Mit dem Beginn der kühlen und meist feuchteren Saison wird der Organismus anfälliger auf Viren. Schnupfen und Grippe sind die unliebsamen Folgen. Abwehr schafft einzig ein starkes Immunsystem! Erfahren Sie nachfolgend praktische Tipps.
Unser Immunsystem kümmert sich dank einem komplexen Zusammenspiel von Blutzellen und gewissen Organen um die Abwehr von ungebetenen «Gästen» wie Bakterien, Viren oder anderen Parasiten. Dafür stehen ihm verschiedene Möglichkeiten zur Verfügung. Die zwei wichtigsten Waffen unseres Immunsystems sind Antikörper und Lymphozyten. Lymphozyten sind weisse Blutkörperchen, die die angesteckten Zellen zerstören. Gelangt ein Eindringling in den Körper, lösen Lymphozyten eine Reihe von Reaktionen aus, um den Störfaktor zu beseitigen.

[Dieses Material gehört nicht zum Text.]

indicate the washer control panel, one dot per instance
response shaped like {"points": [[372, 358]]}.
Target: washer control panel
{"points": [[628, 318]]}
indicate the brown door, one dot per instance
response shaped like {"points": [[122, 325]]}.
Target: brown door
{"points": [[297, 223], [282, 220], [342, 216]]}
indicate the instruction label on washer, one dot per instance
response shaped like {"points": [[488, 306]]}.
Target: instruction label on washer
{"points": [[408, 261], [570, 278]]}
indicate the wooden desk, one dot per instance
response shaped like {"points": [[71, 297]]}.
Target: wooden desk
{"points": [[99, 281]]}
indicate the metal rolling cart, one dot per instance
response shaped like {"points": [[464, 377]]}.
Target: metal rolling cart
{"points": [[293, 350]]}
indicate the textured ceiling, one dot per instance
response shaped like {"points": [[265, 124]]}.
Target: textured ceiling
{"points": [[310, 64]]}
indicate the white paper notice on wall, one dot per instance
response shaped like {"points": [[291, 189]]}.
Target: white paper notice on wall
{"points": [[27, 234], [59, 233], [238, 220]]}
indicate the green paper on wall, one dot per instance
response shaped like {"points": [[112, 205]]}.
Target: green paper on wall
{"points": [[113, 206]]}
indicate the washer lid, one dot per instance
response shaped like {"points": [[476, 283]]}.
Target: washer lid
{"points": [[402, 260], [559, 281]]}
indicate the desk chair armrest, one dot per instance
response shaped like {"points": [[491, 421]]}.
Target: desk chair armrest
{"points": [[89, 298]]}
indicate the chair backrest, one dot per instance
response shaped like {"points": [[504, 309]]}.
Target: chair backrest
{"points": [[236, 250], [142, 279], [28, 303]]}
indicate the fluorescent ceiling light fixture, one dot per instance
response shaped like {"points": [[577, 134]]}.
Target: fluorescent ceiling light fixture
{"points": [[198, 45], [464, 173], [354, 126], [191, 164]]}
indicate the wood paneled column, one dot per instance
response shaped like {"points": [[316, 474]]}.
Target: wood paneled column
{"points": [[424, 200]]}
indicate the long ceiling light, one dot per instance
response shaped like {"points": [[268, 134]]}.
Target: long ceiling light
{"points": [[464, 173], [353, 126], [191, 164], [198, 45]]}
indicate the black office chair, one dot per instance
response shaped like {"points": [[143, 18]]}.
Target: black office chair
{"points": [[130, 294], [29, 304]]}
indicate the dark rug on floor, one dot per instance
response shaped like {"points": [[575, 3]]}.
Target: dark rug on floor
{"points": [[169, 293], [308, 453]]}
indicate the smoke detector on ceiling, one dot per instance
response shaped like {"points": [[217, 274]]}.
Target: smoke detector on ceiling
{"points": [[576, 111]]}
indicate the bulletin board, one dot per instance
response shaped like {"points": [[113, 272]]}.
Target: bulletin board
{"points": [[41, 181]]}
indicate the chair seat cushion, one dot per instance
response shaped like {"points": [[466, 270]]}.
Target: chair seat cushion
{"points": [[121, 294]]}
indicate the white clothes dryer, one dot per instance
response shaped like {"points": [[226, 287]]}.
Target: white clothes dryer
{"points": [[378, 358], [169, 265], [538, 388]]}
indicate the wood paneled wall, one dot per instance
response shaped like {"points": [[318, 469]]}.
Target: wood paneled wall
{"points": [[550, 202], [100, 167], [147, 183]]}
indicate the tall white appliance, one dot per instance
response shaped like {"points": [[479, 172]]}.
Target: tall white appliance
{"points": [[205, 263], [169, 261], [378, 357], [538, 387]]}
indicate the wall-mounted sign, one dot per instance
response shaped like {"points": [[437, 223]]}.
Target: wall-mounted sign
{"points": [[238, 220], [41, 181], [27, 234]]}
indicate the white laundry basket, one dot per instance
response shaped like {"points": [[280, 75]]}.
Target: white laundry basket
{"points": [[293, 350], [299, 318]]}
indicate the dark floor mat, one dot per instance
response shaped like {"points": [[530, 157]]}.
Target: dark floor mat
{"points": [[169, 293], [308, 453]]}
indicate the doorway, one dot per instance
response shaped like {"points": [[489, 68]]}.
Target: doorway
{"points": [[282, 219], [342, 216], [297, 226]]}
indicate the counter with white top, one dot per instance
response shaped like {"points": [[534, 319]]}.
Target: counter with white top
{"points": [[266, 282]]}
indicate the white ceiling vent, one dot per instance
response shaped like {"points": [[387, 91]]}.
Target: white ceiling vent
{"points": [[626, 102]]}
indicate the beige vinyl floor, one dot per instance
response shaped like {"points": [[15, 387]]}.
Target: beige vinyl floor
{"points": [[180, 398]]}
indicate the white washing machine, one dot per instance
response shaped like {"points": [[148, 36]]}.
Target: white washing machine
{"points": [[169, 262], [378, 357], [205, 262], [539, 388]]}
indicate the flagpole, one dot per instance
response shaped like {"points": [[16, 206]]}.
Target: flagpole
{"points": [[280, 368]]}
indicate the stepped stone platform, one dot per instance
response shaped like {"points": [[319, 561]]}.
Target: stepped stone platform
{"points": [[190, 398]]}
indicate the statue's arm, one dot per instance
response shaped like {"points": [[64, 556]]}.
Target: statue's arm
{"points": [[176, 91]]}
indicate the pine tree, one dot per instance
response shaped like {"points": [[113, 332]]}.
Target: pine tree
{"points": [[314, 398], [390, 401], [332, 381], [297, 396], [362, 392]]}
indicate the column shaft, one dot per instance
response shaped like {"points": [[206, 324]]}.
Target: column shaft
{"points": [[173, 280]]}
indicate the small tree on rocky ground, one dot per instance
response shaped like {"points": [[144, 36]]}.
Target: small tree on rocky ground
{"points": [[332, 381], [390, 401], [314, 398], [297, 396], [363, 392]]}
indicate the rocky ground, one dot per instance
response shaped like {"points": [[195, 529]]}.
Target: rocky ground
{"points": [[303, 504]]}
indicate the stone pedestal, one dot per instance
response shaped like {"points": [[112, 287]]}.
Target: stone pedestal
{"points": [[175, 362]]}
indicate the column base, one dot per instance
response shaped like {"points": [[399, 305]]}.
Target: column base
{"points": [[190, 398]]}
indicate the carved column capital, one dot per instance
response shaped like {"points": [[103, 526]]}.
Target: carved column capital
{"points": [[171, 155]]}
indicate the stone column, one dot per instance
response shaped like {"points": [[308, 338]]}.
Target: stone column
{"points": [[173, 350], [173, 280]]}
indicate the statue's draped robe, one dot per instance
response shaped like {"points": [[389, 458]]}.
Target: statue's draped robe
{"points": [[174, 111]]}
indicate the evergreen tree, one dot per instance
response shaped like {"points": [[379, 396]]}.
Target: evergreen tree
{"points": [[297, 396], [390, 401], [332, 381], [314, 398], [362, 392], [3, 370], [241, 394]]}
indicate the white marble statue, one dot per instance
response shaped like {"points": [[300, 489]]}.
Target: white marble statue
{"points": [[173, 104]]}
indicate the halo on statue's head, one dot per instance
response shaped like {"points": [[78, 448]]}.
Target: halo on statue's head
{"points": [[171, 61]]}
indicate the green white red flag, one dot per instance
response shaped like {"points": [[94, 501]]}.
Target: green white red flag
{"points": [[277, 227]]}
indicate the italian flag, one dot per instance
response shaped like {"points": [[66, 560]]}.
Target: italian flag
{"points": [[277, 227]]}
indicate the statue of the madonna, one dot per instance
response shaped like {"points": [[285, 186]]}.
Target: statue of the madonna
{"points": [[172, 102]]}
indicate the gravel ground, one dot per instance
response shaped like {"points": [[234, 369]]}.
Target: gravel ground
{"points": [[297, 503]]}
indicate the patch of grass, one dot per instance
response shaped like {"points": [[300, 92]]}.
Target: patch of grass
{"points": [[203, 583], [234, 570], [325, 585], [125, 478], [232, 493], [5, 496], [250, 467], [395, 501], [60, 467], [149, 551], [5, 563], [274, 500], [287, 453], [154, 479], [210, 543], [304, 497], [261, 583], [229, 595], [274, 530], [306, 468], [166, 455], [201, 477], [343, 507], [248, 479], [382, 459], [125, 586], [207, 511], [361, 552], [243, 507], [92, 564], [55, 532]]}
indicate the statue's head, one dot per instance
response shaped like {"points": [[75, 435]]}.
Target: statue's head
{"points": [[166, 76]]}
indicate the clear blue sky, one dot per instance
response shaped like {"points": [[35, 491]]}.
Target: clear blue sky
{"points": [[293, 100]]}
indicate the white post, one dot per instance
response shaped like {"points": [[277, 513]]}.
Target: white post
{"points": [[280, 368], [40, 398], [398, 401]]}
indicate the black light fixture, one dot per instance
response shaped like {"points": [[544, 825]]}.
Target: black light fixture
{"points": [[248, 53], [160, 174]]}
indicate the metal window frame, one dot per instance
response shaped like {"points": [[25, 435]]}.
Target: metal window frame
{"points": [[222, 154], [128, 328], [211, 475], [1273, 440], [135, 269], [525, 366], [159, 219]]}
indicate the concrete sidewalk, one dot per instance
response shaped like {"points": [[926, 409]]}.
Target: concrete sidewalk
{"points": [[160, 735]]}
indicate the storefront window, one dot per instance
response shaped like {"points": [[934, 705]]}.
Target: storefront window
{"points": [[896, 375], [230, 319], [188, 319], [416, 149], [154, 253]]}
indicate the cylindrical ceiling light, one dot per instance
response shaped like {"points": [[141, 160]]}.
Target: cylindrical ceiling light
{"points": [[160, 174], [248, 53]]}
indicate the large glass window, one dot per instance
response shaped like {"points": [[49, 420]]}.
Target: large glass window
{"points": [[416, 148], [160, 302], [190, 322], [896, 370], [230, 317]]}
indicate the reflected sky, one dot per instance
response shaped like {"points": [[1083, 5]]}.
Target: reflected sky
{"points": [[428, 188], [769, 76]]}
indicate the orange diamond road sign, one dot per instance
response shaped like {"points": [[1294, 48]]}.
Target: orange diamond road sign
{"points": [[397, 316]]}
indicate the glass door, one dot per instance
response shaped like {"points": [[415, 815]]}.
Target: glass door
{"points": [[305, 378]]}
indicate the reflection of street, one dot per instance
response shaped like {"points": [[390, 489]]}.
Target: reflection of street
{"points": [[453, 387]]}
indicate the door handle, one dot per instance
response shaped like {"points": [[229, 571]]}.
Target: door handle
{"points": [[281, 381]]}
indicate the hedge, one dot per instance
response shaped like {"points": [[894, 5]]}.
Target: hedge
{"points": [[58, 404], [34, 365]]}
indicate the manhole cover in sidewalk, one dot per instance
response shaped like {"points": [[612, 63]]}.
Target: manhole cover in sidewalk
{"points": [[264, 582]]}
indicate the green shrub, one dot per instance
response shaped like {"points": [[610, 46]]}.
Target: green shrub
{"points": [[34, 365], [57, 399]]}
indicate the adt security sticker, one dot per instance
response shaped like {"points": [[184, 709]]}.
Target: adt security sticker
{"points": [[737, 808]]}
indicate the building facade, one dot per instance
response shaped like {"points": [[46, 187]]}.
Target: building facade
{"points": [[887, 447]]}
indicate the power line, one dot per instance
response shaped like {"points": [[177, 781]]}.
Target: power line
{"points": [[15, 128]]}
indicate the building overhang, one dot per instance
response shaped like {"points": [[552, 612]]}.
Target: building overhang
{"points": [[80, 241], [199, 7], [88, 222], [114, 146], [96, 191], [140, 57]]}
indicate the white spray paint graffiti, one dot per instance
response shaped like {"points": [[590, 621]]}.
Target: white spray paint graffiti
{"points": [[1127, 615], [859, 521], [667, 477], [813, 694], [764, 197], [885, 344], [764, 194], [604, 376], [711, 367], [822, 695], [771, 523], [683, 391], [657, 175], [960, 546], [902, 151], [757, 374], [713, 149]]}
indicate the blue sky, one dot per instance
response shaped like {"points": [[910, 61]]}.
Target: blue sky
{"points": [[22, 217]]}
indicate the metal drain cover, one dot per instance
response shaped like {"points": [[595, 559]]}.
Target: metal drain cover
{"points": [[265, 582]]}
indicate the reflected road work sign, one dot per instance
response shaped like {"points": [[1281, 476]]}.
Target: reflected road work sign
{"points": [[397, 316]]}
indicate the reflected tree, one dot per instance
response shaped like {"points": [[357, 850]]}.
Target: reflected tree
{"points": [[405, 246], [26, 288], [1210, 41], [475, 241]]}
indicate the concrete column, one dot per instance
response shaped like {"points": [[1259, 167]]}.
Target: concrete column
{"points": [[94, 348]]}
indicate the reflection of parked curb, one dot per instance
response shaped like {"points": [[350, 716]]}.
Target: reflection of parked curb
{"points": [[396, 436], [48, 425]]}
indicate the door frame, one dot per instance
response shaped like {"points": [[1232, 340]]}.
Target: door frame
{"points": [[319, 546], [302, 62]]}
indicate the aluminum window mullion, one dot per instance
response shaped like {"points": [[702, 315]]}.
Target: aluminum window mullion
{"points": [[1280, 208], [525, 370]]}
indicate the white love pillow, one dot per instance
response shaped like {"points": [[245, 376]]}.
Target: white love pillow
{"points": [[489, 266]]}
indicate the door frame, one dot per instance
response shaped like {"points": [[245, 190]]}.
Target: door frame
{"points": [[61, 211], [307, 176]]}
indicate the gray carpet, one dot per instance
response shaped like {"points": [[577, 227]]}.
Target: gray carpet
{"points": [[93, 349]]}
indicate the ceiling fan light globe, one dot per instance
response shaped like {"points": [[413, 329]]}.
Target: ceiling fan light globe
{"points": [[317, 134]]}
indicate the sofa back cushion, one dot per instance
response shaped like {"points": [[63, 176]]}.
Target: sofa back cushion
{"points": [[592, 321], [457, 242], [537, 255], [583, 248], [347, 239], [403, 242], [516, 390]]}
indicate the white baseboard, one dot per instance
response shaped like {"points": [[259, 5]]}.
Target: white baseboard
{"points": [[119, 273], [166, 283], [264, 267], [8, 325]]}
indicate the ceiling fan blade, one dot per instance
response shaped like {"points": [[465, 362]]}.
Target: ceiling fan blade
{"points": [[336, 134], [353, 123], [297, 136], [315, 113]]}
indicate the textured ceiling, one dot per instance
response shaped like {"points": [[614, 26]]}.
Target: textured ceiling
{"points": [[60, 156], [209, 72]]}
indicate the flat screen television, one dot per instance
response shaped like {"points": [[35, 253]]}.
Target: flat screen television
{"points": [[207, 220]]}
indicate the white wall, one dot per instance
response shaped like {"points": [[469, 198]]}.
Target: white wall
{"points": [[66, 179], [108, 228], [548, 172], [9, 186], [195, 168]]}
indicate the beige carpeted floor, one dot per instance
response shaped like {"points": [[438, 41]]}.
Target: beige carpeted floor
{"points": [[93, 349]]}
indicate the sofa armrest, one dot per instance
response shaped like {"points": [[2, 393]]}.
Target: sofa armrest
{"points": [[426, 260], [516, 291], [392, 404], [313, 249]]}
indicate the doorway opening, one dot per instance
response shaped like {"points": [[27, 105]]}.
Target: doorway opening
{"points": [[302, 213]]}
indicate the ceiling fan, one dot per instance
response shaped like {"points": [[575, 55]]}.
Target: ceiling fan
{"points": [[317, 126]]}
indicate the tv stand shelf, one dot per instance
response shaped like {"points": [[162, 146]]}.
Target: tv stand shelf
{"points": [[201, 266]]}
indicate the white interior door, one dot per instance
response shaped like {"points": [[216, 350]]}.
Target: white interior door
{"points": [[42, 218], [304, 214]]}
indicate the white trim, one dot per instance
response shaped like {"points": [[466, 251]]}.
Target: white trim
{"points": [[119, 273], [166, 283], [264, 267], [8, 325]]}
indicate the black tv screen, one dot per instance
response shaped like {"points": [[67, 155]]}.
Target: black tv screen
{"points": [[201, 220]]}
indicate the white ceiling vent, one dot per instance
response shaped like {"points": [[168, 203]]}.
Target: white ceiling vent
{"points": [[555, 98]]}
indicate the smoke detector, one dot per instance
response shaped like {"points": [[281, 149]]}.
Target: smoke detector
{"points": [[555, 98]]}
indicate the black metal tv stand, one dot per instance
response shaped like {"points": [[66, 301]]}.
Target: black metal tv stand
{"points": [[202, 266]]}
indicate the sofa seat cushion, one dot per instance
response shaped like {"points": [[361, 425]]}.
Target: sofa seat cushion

Erreger werden im Gedächtnis gespeichert
Die Antikörper behalten die Eigenschaften eines Infektionserregers in Erinnerung und vermeiden auf diese Weise eine erneute Ansteckung. Auf dieses Prinzip stützen sich auch Impfungen: Sie stimulieren das Immunsystem, bestimmte Antikörper zu produzieren, um einer Erkrankung vorzubeugen.
Bei der Geburt gehen die Antikörper der Mutter über die Plazenta auf den Fötus über, doch einige Wochen danach verschwinden sie. Infektionen im Kindesalter gehören deshalb zur natürlichen Entwicklungsphase. Der Aufbau des Immunsystems ist ungefähr mit dem Erreichen des fünften Lebensjahres abgeschlossen.
Das Immunsystem wird in den ersten Lebensjahren aufgebaut |
Rolle der Darmflora
Das Einwirken der Darmflora auf das Immunsystem ist vielseitig. Ist sie üppig und kräftig, wirkt sie als erste Schutzbarriere. Verdauungsprobleme, Unterernährung oder eine unausgeglichene Ernährung beeinträchtigen jedoch die Darmflora und setzen das Abwehrsystem auf Sparflamme. Es wird anfällig für Infektionen. Magen-Darm-Entzündungen und Antibiotika schwächen die Darmflora ebenfalls. Vor allem bei Kleinkindern ist eine gute Darmflora wichtig, da ihr Antikörper-Abwehrsystem noch im Aufbau ist.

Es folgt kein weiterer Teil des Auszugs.